With the most important task completed, we set out to simply wander and investigate the various shops and emporia that line Central Avenue opposite Bathhouse Row. We had popped into several of these upon our arrival in town, but now was the time to explore all the nooks and crannies that their proprietors have crammed with myriad offerings designed to coax the dollars out of tourists’ wallets. Gary was in particular need of a pair of sandals that wouldn’t call for socks so as not to be the perpetrator of any fashion faux pas, so that item was firmly at the top of the list.
The variety of wares in the quaint 100+ year-old storefronts is what one would reasonably expect in a municipality whose very existence is underwritten by the tourist trade, so no real surprises there. However, our ambling pace in and out of the various shops was exactly the sort of relaxing, impromptu approach that had brought us to this idyllic spot in the first place. This plan-less day truly did work to expand our sense of stretching time.
During our ramblings we checked out the once-grandiose Arlington Hotel and Spa, which still appears to be very much the place for corporate types to meet and conduct business. But I have to admit that the towering lobby comes across as a bit dilapidated and shabby, even with its Rousseau-esque murals on the opposing walls. Quite the fall from grace, given the Hotel’s former glory as the jewel in the Hot Springs crown…
When it became time for our lunch/dinner, we made tracks for another culinary diamond in the rough: Rolando’s Nuevo Latino Restaurante. This is one of those seeming holes-in-the-wall that has the Christmas lights outlining the windows year-round, and whose unprepossessing interior in no way prepares one for the tantalizing Ecuadorian-inspired Latin fusion cuisine. (On a more prosaic note, this establishment serves Pepsi products, which immediately won this Pepsi-junkie’s heart!) Our server Suzanne, born and bred in Hot Springs, took our orders for the Enchiladas de la Casa and Popeye’s Burrito (did you know Popeye had a burrito?!?!) and returned with the most scrumptious take on these traditional Tex-Mex favorites to date. They don’t do re-fried beans here, so their side dish is a happy amalgamation of black beans, peppers, white rice and pickled cucumbers – quite unexpected and delicioso!

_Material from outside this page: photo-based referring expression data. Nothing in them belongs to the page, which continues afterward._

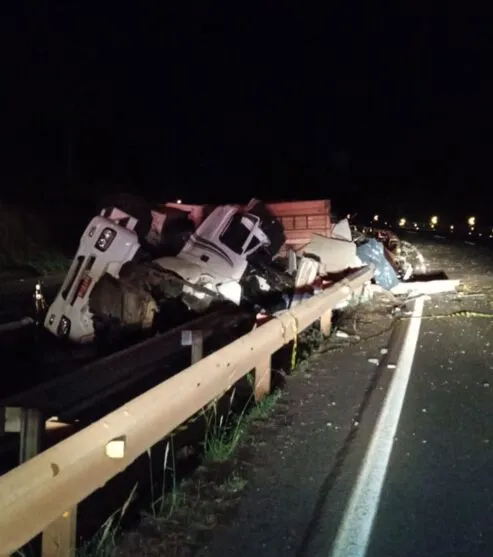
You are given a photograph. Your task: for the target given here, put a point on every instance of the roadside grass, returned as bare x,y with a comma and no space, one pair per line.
181,513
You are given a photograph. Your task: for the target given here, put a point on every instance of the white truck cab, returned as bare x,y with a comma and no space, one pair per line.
210,264
106,244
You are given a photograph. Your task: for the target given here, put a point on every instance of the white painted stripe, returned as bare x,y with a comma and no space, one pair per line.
356,526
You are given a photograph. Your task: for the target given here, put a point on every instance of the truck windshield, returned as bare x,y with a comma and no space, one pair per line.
235,234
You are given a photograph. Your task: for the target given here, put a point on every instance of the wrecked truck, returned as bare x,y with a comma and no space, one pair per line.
151,273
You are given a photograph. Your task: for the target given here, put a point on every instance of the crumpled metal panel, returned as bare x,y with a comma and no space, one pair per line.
372,251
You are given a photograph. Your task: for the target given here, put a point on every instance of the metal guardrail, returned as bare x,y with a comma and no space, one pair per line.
42,494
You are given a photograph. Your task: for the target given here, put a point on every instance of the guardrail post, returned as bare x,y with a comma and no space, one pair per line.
326,323
31,433
262,379
59,538
194,339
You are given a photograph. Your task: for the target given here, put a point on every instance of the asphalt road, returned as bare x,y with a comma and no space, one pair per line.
437,493
437,498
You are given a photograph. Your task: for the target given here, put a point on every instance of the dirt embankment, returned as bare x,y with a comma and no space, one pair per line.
28,243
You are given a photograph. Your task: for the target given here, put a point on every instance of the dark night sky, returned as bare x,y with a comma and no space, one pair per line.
214,103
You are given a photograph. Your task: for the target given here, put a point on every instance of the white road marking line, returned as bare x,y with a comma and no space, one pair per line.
356,526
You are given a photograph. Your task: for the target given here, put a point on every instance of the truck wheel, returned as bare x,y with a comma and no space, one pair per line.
133,205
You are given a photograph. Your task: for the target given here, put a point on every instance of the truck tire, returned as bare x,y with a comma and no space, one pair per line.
133,205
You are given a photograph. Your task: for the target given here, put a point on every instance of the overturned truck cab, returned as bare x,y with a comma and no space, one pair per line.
130,278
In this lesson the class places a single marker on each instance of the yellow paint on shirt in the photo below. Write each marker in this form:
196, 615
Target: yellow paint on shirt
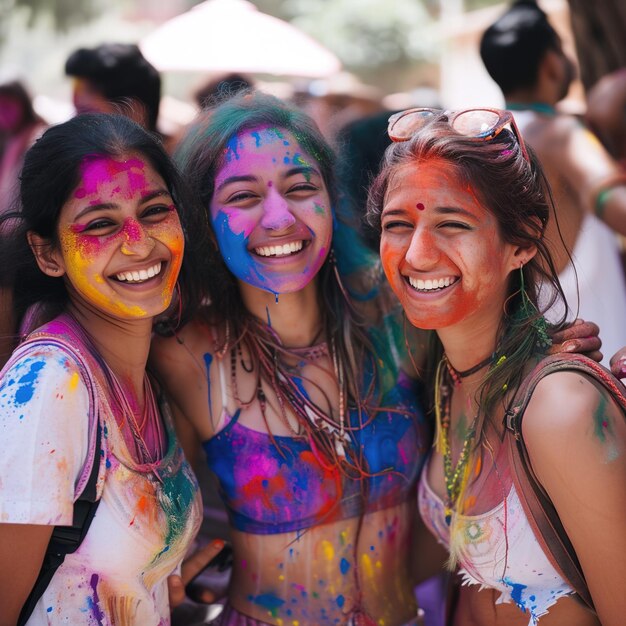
328, 550
366, 563
73, 381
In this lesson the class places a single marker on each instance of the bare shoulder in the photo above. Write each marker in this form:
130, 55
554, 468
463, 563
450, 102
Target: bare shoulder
571, 413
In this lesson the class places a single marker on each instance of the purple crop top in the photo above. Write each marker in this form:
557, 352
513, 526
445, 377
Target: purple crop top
268, 491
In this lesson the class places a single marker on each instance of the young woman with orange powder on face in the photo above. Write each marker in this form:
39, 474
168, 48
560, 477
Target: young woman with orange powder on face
462, 207
98, 241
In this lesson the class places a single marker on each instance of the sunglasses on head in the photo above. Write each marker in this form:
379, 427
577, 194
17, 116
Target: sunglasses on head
481, 124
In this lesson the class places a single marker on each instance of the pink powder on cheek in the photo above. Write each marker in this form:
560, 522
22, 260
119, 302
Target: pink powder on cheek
74, 241
132, 230
97, 170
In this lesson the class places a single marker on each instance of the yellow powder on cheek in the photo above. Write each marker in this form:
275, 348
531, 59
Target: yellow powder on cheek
85, 282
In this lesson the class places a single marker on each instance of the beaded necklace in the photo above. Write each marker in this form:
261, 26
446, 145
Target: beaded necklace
269, 350
453, 475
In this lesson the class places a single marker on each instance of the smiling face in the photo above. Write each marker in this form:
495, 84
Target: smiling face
121, 242
270, 211
441, 249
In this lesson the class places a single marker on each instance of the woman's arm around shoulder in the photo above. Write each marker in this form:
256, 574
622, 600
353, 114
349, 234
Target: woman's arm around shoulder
575, 433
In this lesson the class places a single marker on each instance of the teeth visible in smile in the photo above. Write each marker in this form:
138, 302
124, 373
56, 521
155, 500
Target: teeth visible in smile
140, 275
429, 284
284, 250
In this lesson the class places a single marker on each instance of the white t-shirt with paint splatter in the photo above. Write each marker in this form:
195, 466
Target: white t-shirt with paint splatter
143, 525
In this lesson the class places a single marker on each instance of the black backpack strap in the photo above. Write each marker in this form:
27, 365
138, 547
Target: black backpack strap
540, 511
66, 539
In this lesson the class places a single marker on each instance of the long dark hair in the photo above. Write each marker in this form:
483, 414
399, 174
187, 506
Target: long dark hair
50, 173
517, 193
200, 155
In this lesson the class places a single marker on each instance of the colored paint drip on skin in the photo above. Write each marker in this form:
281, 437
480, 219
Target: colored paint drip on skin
269, 601
368, 568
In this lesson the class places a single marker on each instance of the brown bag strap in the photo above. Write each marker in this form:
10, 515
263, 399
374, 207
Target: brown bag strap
537, 505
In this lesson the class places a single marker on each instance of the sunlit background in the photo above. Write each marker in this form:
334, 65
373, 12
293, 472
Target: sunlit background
394, 53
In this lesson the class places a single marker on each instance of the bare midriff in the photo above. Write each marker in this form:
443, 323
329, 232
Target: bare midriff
479, 608
322, 574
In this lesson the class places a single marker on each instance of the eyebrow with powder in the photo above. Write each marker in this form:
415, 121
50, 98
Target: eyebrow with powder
105, 206
235, 179
301, 170
445, 210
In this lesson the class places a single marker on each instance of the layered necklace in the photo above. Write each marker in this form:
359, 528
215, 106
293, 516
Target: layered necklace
454, 475
272, 357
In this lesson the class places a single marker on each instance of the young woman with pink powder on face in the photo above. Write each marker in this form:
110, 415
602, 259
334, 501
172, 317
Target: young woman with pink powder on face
292, 379
98, 243
299, 401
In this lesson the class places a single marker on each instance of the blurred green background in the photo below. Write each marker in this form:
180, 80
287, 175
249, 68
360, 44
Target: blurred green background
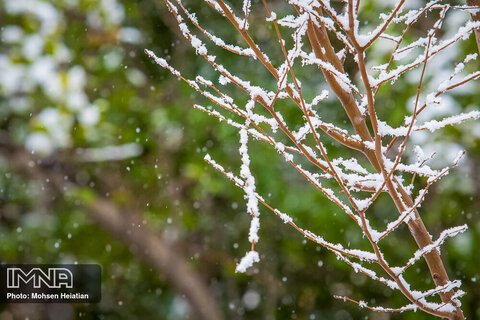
74, 80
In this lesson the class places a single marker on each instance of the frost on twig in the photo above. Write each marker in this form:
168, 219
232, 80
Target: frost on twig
376, 167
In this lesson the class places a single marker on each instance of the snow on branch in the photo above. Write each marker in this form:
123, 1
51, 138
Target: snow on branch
374, 165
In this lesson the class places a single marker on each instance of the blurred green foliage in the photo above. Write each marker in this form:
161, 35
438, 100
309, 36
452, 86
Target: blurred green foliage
94, 50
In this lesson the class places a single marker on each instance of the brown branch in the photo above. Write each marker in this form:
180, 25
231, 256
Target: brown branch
476, 17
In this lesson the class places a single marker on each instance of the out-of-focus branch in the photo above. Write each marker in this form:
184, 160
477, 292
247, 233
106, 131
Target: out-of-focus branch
476, 17
126, 228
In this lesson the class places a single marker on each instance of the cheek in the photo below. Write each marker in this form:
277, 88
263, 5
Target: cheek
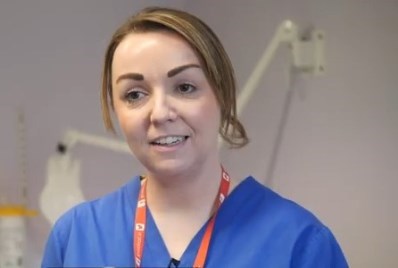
128, 122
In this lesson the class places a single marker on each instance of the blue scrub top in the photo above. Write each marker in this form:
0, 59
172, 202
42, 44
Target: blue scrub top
255, 227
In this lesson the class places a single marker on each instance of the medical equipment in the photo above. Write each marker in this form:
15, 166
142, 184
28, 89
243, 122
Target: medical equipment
62, 188
13, 217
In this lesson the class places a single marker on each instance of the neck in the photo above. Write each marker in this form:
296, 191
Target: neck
189, 191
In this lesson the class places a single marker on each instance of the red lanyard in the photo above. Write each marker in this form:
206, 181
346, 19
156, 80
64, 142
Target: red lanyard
140, 223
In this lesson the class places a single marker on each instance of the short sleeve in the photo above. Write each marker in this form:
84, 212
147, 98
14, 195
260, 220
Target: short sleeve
52, 253
317, 247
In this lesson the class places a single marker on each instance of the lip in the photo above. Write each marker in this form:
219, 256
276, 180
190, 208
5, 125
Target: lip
151, 141
168, 148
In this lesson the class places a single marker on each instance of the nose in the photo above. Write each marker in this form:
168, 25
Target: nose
162, 109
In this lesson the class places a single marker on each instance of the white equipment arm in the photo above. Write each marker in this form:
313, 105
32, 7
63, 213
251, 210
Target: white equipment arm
72, 137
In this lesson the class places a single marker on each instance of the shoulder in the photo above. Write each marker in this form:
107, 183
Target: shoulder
97, 211
298, 232
271, 205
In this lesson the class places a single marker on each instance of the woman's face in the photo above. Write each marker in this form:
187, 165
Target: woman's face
164, 104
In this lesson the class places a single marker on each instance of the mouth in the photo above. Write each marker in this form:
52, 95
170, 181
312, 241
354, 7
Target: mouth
169, 140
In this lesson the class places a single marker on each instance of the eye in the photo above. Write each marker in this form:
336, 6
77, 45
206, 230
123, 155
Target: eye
134, 96
186, 88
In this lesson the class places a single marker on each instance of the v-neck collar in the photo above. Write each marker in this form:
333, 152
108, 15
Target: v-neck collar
155, 250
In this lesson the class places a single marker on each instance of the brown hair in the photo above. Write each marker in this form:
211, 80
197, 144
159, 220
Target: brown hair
208, 48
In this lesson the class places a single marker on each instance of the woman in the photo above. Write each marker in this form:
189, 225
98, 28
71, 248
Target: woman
171, 85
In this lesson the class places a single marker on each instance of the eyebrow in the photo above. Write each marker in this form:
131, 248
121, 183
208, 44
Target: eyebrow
171, 73
179, 69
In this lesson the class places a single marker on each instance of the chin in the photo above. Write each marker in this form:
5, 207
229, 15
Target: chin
169, 168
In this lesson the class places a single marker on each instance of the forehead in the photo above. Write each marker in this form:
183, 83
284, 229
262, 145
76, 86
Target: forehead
151, 49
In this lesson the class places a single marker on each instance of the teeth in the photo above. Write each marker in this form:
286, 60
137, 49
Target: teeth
169, 140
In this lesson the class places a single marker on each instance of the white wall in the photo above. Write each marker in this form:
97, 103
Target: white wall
338, 150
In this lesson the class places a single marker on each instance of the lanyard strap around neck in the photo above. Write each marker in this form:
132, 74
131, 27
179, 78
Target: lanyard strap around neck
140, 223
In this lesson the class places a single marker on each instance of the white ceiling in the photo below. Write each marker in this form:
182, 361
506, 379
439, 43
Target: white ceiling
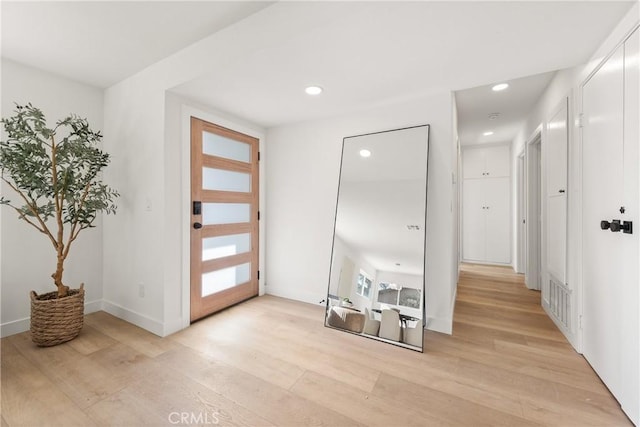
513, 105
103, 42
366, 54
363, 53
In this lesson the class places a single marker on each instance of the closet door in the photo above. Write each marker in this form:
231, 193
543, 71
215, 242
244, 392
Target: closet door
610, 268
557, 139
473, 220
497, 220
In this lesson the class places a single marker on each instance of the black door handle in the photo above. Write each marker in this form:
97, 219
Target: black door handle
616, 226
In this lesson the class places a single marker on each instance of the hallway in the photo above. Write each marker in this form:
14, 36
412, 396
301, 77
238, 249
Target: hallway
270, 361
506, 344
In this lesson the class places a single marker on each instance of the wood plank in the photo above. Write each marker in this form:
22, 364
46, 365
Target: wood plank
363, 407
29, 398
443, 406
271, 361
274, 403
137, 338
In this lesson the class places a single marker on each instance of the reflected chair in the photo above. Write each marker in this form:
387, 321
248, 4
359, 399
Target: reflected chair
343, 318
413, 336
390, 325
371, 325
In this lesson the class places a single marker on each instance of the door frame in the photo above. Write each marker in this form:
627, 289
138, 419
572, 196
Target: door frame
534, 209
188, 111
521, 227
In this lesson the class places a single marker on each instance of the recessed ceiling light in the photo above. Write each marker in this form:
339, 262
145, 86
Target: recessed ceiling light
313, 90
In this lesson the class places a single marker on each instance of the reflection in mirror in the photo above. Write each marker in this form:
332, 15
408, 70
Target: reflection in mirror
376, 283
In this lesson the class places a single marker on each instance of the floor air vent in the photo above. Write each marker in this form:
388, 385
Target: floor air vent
560, 302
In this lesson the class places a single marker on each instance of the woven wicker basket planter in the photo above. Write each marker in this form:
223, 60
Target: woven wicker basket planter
56, 320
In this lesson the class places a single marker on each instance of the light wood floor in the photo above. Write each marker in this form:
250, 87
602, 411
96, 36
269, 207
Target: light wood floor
271, 362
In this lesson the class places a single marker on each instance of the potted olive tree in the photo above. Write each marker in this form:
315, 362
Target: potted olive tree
55, 177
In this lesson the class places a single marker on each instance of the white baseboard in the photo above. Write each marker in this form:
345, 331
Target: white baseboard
308, 297
439, 324
173, 327
152, 325
22, 325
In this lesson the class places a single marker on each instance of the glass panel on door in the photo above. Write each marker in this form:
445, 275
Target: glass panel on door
225, 213
219, 146
225, 278
222, 246
224, 180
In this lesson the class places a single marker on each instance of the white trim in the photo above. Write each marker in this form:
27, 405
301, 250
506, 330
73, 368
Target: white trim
188, 111
22, 325
520, 213
537, 244
152, 325
440, 324
296, 294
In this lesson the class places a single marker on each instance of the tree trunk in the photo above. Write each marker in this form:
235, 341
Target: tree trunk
57, 277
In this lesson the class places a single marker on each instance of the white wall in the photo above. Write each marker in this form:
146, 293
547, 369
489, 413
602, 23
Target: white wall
304, 163
28, 258
566, 84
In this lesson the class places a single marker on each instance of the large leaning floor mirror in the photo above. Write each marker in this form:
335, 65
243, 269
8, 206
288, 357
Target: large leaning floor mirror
376, 283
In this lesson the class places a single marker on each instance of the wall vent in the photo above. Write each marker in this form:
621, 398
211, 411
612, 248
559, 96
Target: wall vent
560, 302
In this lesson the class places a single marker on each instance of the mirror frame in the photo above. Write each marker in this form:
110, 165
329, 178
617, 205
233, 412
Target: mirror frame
422, 321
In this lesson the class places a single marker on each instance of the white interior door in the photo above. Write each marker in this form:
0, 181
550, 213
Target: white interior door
473, 220
498, 224
556, 170
610, 191
533, 225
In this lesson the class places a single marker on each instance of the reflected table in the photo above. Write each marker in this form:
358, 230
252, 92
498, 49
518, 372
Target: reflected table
404, 318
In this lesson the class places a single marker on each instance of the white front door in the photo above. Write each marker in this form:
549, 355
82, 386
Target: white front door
611, 192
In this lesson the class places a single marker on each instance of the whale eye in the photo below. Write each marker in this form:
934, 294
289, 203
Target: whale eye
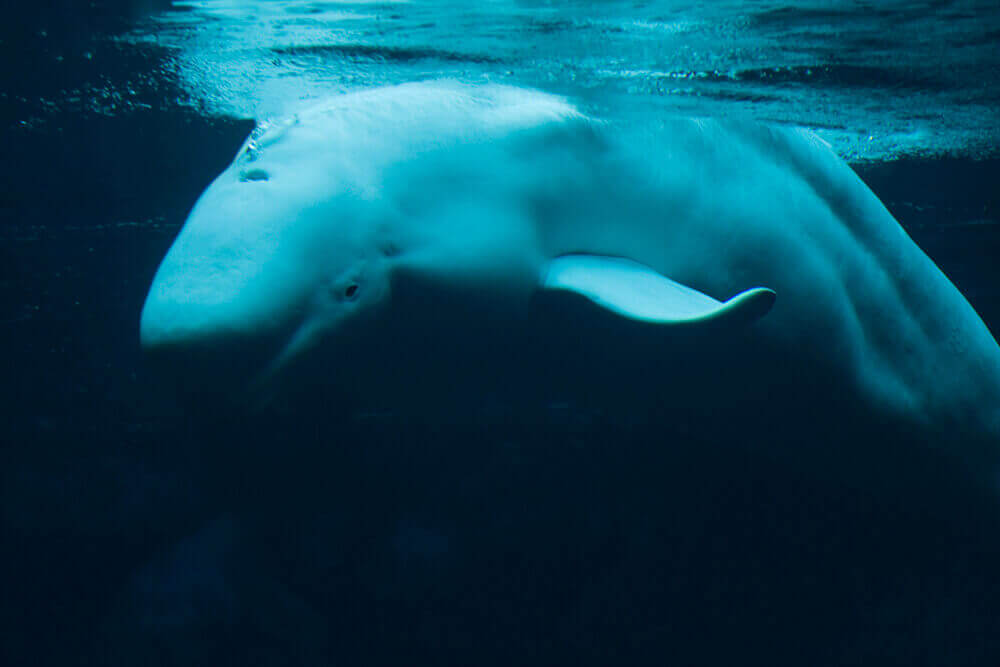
254, 175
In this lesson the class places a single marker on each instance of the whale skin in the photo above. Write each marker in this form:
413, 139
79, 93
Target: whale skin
435, 242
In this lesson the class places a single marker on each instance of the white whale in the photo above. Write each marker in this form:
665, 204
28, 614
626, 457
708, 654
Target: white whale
451, 240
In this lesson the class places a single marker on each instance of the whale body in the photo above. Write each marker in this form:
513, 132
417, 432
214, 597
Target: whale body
456, 241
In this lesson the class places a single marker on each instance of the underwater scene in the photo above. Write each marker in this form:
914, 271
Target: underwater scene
512, 332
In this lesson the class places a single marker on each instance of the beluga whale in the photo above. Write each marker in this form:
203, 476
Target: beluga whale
436, 244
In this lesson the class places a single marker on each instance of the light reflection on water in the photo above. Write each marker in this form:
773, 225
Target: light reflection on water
907, 78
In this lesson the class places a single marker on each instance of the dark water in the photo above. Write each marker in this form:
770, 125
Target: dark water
133, 534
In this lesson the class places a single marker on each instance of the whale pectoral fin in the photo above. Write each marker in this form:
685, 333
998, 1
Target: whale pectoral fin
638, 292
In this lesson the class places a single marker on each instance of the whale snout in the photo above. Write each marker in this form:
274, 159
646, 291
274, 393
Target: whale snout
209, 349
205, 368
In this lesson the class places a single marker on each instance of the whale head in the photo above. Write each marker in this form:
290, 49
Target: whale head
276, 254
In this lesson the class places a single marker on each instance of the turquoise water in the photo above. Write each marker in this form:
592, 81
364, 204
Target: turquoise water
877, 80
131, 534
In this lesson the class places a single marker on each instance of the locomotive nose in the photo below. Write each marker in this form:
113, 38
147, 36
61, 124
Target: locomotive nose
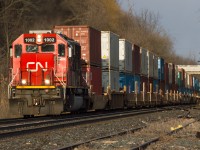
37, 68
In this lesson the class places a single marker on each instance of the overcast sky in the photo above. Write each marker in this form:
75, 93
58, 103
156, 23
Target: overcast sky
180, 18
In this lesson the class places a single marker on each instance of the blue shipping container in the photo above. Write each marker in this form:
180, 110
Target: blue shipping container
126, 80
136, 79
155, 85
161, 64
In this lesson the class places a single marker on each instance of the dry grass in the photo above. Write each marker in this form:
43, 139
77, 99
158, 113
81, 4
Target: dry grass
4, 106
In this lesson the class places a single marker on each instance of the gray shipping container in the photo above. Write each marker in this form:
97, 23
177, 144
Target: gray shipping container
144, 62
110, 78
176, 74
170, 66
150, 63
125, 56
109, 50
155, 67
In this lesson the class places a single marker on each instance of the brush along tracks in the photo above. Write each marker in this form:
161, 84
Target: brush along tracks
38, 125
140, 139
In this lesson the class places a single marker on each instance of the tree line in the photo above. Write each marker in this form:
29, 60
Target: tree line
143, 29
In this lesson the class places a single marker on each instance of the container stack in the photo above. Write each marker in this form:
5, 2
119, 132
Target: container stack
90, 41
161, 74
155, 73
110, 60
136, 65
125, 65
144, 69
150, 64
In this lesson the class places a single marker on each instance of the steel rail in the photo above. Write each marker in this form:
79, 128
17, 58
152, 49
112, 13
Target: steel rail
83, 121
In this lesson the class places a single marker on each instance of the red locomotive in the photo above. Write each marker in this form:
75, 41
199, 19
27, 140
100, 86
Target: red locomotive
51, 73
46, 75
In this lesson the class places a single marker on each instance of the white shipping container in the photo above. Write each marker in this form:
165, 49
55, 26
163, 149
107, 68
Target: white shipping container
170, 66
110, 50
150, 63
125, 56
176, 74
143, 62
110, 78
155, 67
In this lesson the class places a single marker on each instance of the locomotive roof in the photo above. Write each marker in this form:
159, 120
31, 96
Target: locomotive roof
69, 40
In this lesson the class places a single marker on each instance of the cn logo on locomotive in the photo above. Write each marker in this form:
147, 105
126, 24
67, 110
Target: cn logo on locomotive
37, 64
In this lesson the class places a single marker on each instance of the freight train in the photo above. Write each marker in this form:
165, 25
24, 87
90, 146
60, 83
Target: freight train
79, 68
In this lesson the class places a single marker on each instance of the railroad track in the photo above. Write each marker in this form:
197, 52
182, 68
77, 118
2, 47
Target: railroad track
139, 147
146, 144
45, 125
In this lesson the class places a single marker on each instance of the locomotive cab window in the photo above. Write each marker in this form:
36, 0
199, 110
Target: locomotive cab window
61, 50
18, 50
47, 48
31, 48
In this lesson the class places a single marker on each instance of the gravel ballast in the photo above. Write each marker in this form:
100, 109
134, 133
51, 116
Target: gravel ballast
157, 124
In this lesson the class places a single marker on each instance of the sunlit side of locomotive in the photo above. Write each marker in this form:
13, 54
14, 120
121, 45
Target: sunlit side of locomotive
45, 75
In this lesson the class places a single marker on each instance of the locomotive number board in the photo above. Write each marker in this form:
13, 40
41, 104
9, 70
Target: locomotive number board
29, 40
49, 39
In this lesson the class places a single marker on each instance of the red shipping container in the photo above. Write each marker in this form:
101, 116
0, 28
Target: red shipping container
92, 76
136, 59
89, 39
166, 74
145, 80
162, 86
173, 74
150, 82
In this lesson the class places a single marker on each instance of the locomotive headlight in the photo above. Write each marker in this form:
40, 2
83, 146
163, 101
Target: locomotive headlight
23, 81
39, 38
47, 81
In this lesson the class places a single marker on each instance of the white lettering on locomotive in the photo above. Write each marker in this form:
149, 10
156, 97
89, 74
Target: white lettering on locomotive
36, 66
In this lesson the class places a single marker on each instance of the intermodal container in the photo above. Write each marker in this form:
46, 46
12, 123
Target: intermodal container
161, 64
110, 78
136, 83
126, 80
170, 67
144, 62
173, 74
176, 74
92, 76
125, 56
155, 67
150, 63
110, 50
166, 74
89, 39
155, 85
181, 77
161, 86
136, 59
144, 80
150, 85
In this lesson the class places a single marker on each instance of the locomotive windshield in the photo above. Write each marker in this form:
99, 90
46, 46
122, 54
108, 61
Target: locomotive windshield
47, 48
31, 48
18, 50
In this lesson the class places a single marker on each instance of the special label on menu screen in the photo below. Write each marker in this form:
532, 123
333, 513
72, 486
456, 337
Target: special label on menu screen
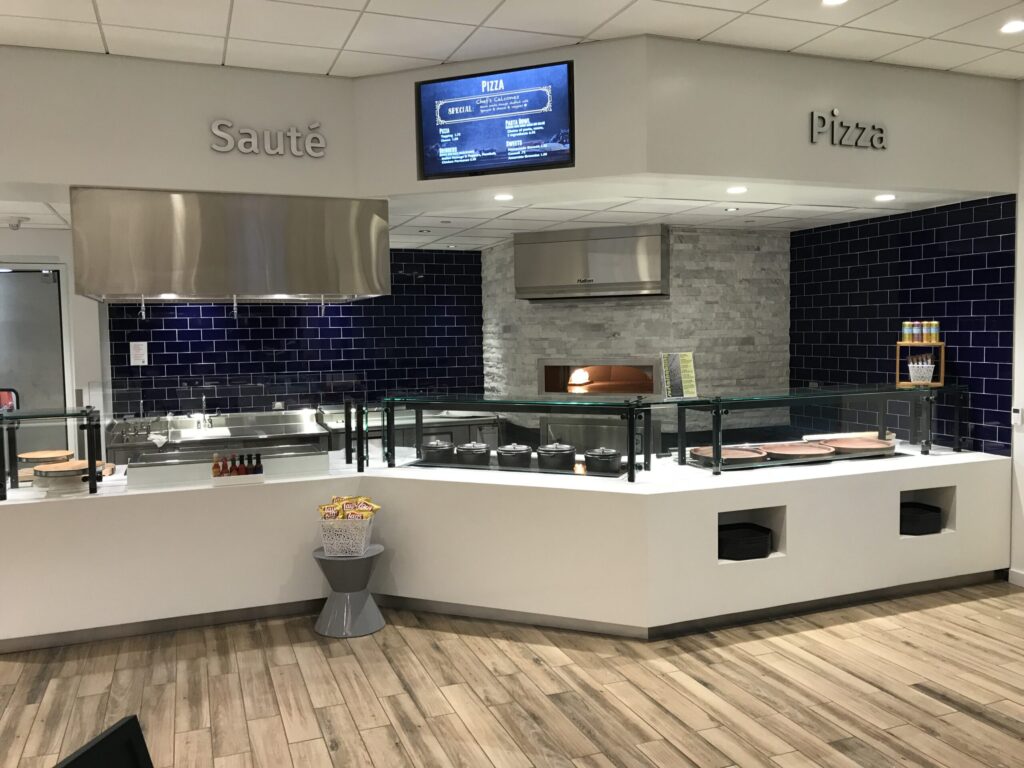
505, 121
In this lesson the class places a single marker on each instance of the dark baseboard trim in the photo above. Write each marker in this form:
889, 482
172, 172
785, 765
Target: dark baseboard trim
160, 625
474, 611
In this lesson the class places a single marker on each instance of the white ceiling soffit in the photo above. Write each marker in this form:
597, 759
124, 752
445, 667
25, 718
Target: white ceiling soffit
473, 219
356, 38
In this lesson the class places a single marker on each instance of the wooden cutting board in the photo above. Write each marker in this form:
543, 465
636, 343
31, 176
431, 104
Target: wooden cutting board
799, 451
46, 457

It’s probably safe to say that our tushes have made their respective presences felt on the majority of the park benches that line Central Avenue. Each one proffers a slightly different viewpoint from which to observe the comings and goings of pedestrians and vehicles and, of course, is the perfect location to indulge in an ice cream cone from Kilwins. Headquartered in Michigan, this little slice of chocolate-lover’s heaven makes 5-6 kinds of fudge (including Peanut Butter) on location, as well as delectable waffle cones and the deliciousness to suitably fill them. My choice (and it was a tough one!) was Mackinac Island Fudge, while Gary was more than happy to dig into a cone of Chocolate Caramel Cashew. Let’s just say that conversation came to an abrupt halt while we were applying ourselves to these goodies, replaced by intermittent moans of pleasure. (Tomorrow’s massage is going to have a hard act to follow, to say the least!)
We wrapped up the afternoon by driving through another of Hot Springs’ residential districts in search of Craftsman dwellings, but kept returning to the same conclusion: we really need to talk Chris out of his beautiful pine-green home, perched high on an outlook over Park Lane. (After all, he did make the mistake of telling us he owns two other Hot Springs houses, so surely he can part with this one!) Even without seeing the interior, we are certain that this would be the perfect place for us, especially since Hilltop Manor is not for sale.
Upon our arrival back at the Manor we responded to our bed’s incessant calls for us to return to its welcoming embrace for a siesta. Okay, I know we hadn’t done all that much, but this IS a vacation, and I am always in favor of recharging my batteries with a nap. (Naps, like youth, are wasted on the young…) Post-unwind time, Gary descended to the alcove that houses the Manor’s substantial movie DVD collection and brought back the sublime and the ridiculous: Dallas Buyers’ Club and Ted. Blithely unaware of the former’s intense subject matter, we inserted it and then embarked on what can only be described as an exercise in technology challenge. Who would have thought that two relatively intelligent and educated adults would spend 30 minutes attempting to navigate the intricacies of a simple one-function DVD player and its companion flat-screen?
After the movie (yes, we did figure out the electronics and, if you haven’t seen it, Matthew McConaughey gives a compelling, heartbreaking performance), we stumbled onto a quirky Denzel Washington film entitled Déjà Vu. Suffice it to say that this movie does make one wonder just what sorts of secret research our government does have going on; ‘nuff said?